Searing novel, by Iranian exile Djavahery, of love and betrayal in a time of revolution.
“If we were to have a reunion one day, it would have to take place in a cemetery.” In his English-language debut, screenwriter/novelist Djavahery writes pensively of an unnamed young man, just 13 when we meet him, who is hopelessly smitten by his 16-year-old cousin, Niloufar, whose name means “water lily” in Farsi. She is beautiful, with long, black, curly hair and large eyes, and she swims like a dolphin in the cool waters of the Caspian Sea, carefree thanks to prosperous parents who are also members of the Communist Party: “Wealth, power, an elegant mother who looked like a Hollywood starlet…so different from the archetype of our mothers.” Like a figure out of Homer, Nilou also happens to have numerous suitors, two in the lead, one as beautiful as she, the other a klutz with the demeanor of a “beaten dog” whom our narrator lures into a compromising situation that will forever shame him.

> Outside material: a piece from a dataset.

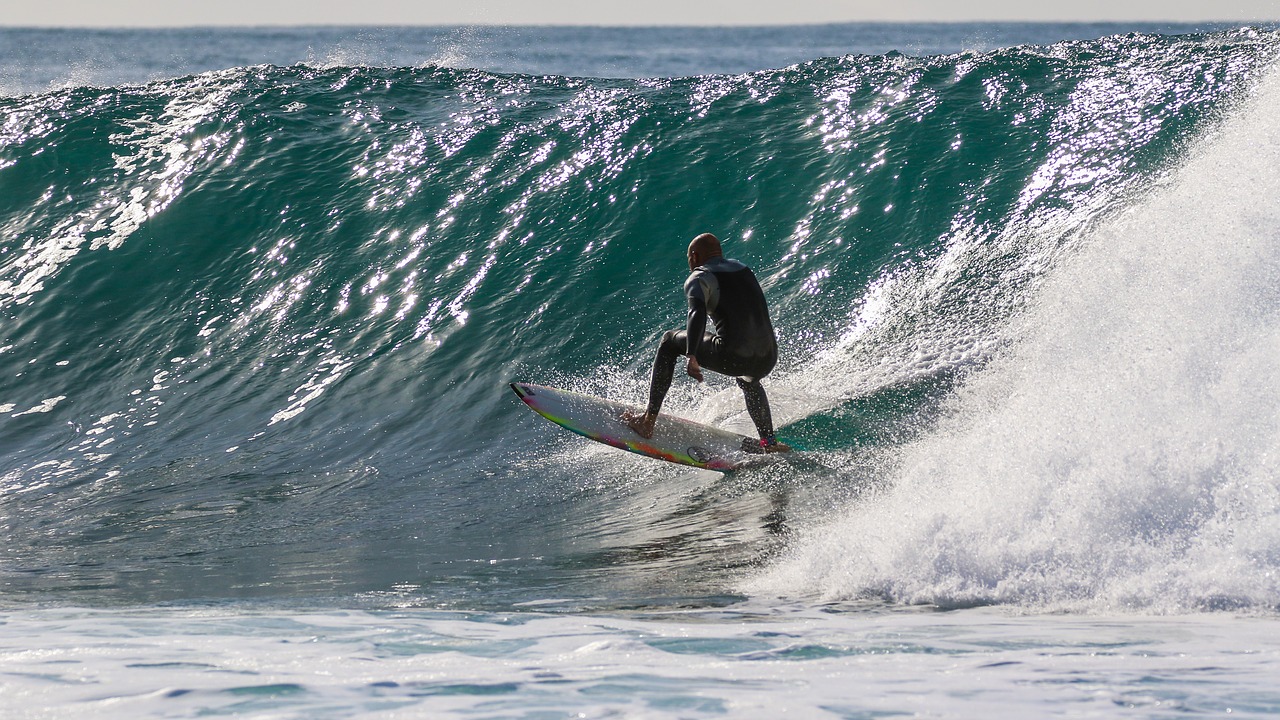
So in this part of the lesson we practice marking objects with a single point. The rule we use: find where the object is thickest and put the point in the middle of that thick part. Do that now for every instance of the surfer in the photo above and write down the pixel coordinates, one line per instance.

Not even the arrival of another cousin, half Iranian and half German, who sports “the tiniest bikini on the south coast of the Caspian” can dim the ardor of the local boys for Nilou. Come the revolution of Ayatollah Khomeini a few years later, and all those golden youth face doom. Called into service in the war that soon erupts with Iraq, some are squandered in suicide attacks while Nilou disappears, joining a leftist revolutionary group in Kurdistan, or so the narrator believes. A comrade eventually betrays her, as will her cousin, who, having also joined a Communist cell, decides that he cannot face the torture that is visited on him when he’s captured. At times reminiscent of Giorgio Bassani’s Garden of the Finzi-Continis, Djavahery’s novel is an aching evocation of a paradise lost, one that is impossible to regain, even in our narrator’s searching dreams.
Vivid, shattering, and utterly memorable.